Here’s a little note about North by Northwest: During the confrontation in the cafeteria scene at the Mt. Rushmore museum, look for a small, chubby boy center in the background. He’ll use both hands to cover his ears a beat or two before the gun goes off. It’s really cute, which is why Hitchcock probably left it in the final cut.

And the Web Meister responds:
Totally love the anecdotal info you send.
Makes the blog much more interesting.
Why the readership keeps growing.

Movie Review

“Backdraft” is a 1991 American drama thriller film directed by Ron Howard and written by Gregory Widen.
The film stars Kurt Russell, William Baldwin, Scott Glenn, Jennifer Jason Leigh, Rebecca De Mornay, Donald Sutherland, Robert De Niro, Jason Gedrick and J. T. Walsh.
It is about Chicago firefighters on the trail of a serial arsonist.

The film grossed $77.9 million domestically and $74.5 million in foreign markets, for a total gross of $152.4 million, making it the highest-grossing film about firefighters until “I Now Pronounce You Chuck and Larry” in 2007.
The film received three Academy Award nominations.

Answer to Quiz:
Native Americans, (not really ‘natives’ but America’s earliest immigrants,) France, Spain, Mexico, Great Britain, Russia, the Hawaiian people.

Fighting fires is no joke.

Fighting fires is no joke.

Today's Post

For the London Broil, specify a piece of Top Round.
Always better to call your order in the day before pickup. Meat markets do not always have every cut of meat.
Move one of the oven racks very close to the broiler flame.

Either the night before we cook it or just before slow-roasting the meat, sit the steak on a rack and brush on a slurry of one or two tablespoons of baking powder mixed with one or two tablespoons of water to make the baking powder easy to apply.
If we have the time, we’ll let the meat dry overnight, on the rack, in the refrigerator.
The marinade will darken the color when the meat is broiled and will help give the meat a seared exterior.

Ready to slow roast?
Set the steak and the rack in a skillet and set it on the lowest oven shelf.
Slow roast the meat for ten minutes a pound.

When the meat is roasted, brush it with Asian Oil (see ‘Recipe Page) or, if you don’t have it, just plain Sesame Oil.
Letting it marinate in the flavors of the Asian Oil for an hour is a good thing.
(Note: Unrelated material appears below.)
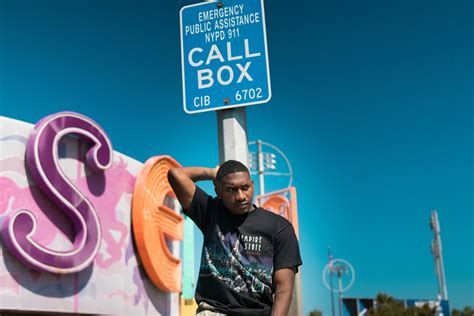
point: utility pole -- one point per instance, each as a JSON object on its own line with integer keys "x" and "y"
{"x": 330, "y": 281}
{"x": 437, "y": 251}
{"x": 232, "y": 135}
I do this part first thing in the morning before I make my coffee.
It takes five minutes, and, with little effort, the flavored steak is ready for the simple, although hot, finish whenever we want to cook it.
It’s all very easy if we plan it out.

When ready to Broil/Sear the meat turn on the broiler.
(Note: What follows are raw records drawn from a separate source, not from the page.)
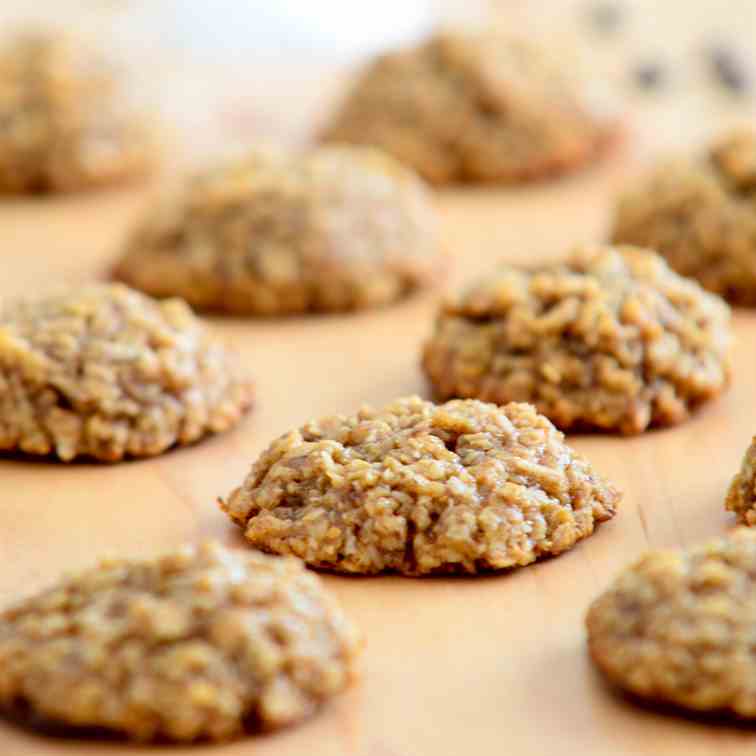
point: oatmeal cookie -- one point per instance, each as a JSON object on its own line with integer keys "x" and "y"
{"x": 474, "y": 107}
{"x": 611, "y": 340}
{"x": 678, "y": 626}
{"x": 64, "y": 124}
{"x": 419, "y": 488}
{"x": 339, "y": 228}
{"x": 202, "y": 643}
{"x": 105, "y": 372}
{"x": 700, "y": 213}
{"x": 741, "y": 498}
Remove the steak and rack and put a tablespoon of the Asian Oil or substitute in the skillet.
Brush the oil to cover the skillet but do not add more oil.
There is danger of a broiler fire if you add too much oil.

Put the skillet on the shelf next to the flames and let it broil/sear for 3 minutes.

!!Careful handling from now on: hot handle!!

Open the oven and set the London Broil into the skillet (hear it sear) and slide the steak under the flames.

Broil for 4 minutes and check for color.
The steak should be very brown, or it might need another minute or two.

Prepare a Spice mix: 1Tb each of powdered garlic, onion, cumin, curry, ginger, nutmeg and coarse black pepper.
Set aside the extra for another recipe.

We will be VERY CAREFUL removing the skillet from the oven.
It’s hot.

Set the oven to 500*

Did I say hot?

Did I say hot?

Remove the steak to the rack.
Spoon 2TB of the fat in the skillet to a small bowl and spoon 2TB of the spice powder into the fat.
Brush both sides of the steak with it.
The rack and steak go back to the skillet.
The skillet goes back to the oven where we’ll cook the steak for ten minutes.

It’ll likely be perfect, especially with ten minutes to settle the juices.
A thermometer should register from 125* to 135*.

For a sauce, I chop parsley and/or basil into softened butter, with salt, coarsely ground pepper, and lemon juice.
Slather this over the steak as it settles on the carving board.

For service, slice the piece at a severe angle.